Сердце Стужи

22
18
20
22
24
26
28
30

– Вот так просто?

– Уже забыла, как я играю, Сорта? Это будет совсем не просто.

– Я выиграю, и ты мне поможешь? – Я всё ещё не могла поверить. – Но что взамен?

– Ничего… если выиграешь. В этом суть игры. Я даю тебе слово. И поверь – как бы ни сложилась партия, я получу достаточно.

– Я всё ещё не понимаю. Если ты рассчитываешь, что я…

– Сперва выиграй, а потом беспокойся о цене. Но я уже сказал и больше повторять не стану. Мы сыграем в тавлы – и всё. Считай, что я готов помочь из симпатии… и уважения к твоим игровым талантам. Ну что?

Вместо ответа я принялась расставлять фигуры на полях. Драгоценные – они не шли ни в какое сравнение с деревянными, старыми, всегда пахнувшими как-то особенно, лаком и старьём, теми, которыми я училась играть когда-то дома. И всё же сейчас я была бы рада тем, домашним. Мошки гудели, колотились об лампу. Мной овладела внезапная неуверенность, и я глубоко вдохнула, опустив голову, чтобы Биркер не заметил. Я играла сотни сотен раз – но именно сейчас права на ошибку не было.

Я сделала первый ход – отправила вперёд одного из своих диннов, и Биркер улыбнулся.

– Осторожничаешь. Славно. – Он подвинул охотника, и сразу вслед за ним – ястреба на поле Души.

Игра началась, и будто по приказу ястреба тревога улеглась, отступила. Не было ничего, кроме полей и фигур, странных, тревожащих серых глаз Биркера Химмельна, его длинных паучьих пальцев, белой молнией падавших то на одну, то на другую фигуру.

Мы играли по полным правилам, без ограничения времени хода, и чем дальше, тем больше времени занимал каждый следующий ход. Пока силы казались равными – но я видела бреши в защите противника и верила, что могу победить.

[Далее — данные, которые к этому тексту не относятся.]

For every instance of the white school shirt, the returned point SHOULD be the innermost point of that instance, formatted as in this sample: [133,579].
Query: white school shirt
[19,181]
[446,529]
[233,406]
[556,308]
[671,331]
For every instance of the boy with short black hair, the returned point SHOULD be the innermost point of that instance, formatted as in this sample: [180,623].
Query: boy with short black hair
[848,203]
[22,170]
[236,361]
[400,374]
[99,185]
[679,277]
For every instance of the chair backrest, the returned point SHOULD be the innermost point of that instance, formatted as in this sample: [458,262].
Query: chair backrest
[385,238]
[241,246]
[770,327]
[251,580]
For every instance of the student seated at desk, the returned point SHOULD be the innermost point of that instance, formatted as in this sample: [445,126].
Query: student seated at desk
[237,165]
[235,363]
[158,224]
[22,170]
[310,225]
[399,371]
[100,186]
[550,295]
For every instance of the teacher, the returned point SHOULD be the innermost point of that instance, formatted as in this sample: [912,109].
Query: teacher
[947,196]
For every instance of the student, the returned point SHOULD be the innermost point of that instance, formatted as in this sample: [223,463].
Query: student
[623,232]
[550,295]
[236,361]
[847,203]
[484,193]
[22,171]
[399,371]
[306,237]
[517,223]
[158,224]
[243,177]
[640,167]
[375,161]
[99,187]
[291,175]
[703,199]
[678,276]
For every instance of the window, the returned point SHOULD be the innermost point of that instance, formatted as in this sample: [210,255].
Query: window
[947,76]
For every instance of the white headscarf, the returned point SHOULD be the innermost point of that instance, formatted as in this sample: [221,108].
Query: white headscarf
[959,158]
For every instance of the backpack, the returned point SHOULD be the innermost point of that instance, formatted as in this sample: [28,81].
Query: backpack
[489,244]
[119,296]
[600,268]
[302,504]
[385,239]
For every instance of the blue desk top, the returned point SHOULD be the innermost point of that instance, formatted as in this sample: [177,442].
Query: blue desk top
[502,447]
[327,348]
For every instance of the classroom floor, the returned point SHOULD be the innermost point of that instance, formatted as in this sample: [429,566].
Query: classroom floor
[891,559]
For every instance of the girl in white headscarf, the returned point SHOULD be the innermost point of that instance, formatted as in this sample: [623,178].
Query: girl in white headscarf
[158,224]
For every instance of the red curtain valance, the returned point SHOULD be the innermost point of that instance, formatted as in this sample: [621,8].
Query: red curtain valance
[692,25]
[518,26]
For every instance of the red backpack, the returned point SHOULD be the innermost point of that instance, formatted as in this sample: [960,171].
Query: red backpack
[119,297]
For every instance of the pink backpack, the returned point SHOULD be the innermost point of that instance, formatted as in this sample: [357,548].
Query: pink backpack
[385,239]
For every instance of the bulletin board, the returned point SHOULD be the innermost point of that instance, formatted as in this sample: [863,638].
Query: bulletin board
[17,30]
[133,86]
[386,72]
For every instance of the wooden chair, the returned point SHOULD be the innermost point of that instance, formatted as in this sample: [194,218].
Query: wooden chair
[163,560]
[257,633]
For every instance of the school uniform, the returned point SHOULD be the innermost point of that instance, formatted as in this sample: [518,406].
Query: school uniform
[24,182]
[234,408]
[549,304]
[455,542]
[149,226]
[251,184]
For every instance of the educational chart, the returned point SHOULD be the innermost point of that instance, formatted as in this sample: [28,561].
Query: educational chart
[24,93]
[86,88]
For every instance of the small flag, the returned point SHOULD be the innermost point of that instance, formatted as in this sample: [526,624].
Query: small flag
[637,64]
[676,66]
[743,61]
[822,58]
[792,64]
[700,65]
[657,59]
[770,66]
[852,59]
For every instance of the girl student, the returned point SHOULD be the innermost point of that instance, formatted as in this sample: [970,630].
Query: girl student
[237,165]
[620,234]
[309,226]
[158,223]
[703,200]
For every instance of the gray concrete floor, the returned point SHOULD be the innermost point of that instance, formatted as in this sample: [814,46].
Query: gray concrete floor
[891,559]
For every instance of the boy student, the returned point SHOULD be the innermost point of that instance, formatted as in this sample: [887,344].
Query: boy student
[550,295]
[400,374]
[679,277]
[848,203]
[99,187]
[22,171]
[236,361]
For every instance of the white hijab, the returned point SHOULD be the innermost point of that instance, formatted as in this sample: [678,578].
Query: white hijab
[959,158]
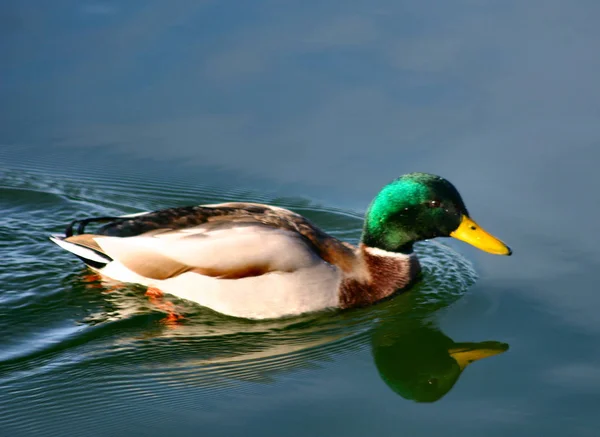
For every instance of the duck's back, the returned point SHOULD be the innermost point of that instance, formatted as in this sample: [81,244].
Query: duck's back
[246,260]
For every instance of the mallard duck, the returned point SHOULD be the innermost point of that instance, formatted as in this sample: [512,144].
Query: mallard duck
[258,261]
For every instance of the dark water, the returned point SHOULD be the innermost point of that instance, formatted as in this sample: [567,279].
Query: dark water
[115,108]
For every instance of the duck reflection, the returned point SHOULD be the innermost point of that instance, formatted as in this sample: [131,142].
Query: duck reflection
[412,355]
[420,363]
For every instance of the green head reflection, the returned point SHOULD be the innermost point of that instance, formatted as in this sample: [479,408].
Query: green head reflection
[420,363]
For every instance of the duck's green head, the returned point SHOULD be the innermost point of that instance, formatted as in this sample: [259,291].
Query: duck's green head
[421,206]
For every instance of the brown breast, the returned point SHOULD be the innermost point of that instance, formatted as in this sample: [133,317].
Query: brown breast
[385,274]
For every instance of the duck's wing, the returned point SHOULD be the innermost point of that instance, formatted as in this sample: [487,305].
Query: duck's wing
[231,240]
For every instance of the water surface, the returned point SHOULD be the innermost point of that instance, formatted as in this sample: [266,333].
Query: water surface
[113,108]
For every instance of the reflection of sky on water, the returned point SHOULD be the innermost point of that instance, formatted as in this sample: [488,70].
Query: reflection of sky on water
[500,97]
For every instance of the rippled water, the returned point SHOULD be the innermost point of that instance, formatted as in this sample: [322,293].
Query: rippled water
[73,345]
[113,107]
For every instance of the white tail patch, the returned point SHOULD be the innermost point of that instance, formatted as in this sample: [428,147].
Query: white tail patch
[81,251]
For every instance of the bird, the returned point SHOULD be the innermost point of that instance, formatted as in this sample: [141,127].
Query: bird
[258,261]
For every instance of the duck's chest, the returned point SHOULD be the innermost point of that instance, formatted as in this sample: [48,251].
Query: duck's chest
[272,295]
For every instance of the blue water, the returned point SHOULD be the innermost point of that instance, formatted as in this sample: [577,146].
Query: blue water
[119,107]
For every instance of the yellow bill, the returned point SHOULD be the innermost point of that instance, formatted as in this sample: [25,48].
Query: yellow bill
[465,356]
[470,232]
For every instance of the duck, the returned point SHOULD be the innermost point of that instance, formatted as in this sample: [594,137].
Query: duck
[258,261]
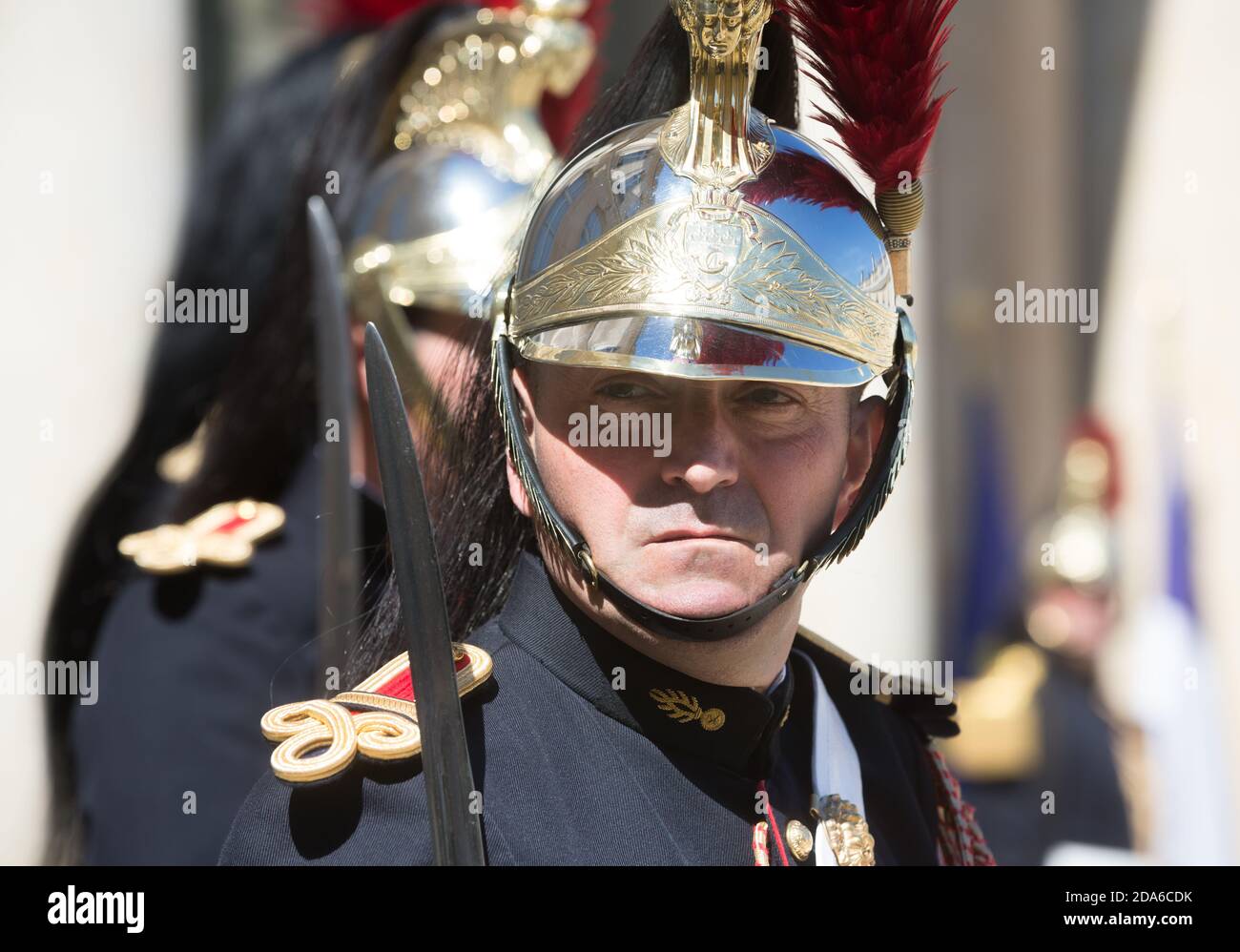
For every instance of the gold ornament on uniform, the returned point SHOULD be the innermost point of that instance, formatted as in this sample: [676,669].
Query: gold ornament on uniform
[223,536]
[685,709]
[800,839]
[847,832]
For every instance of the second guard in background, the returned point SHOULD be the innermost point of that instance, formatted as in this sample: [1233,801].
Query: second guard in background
[224,619]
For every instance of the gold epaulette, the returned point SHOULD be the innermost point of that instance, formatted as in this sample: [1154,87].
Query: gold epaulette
[223,536]
[376,720]
[930,709]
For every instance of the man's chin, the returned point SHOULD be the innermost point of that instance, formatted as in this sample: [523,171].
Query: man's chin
[695,597]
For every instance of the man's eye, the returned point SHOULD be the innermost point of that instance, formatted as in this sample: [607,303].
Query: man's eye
[768,397]
[621,390]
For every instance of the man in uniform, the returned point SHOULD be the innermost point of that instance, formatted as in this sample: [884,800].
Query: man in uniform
[698,301]
[226,613]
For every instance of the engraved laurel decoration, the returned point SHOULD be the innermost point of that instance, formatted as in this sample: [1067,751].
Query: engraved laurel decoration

Но тянулись минуты, часы, и армия Биркера начала медленно, но неотвратимо теснить мою. Всё ещё могло перемениться, но баланс сил сдвинулся – и мы оба это понимали.

Биркер позвонил в колокольчик, и из полумрака парка явился безмолвный высокий слуга. Биркер махнул ему, и тот также молча скрылся. Я вспомнила о страже, привёдшем меня сюда, – интересно, он так и стоит под деревом, прямо и безмолвно, как ледяная статуя?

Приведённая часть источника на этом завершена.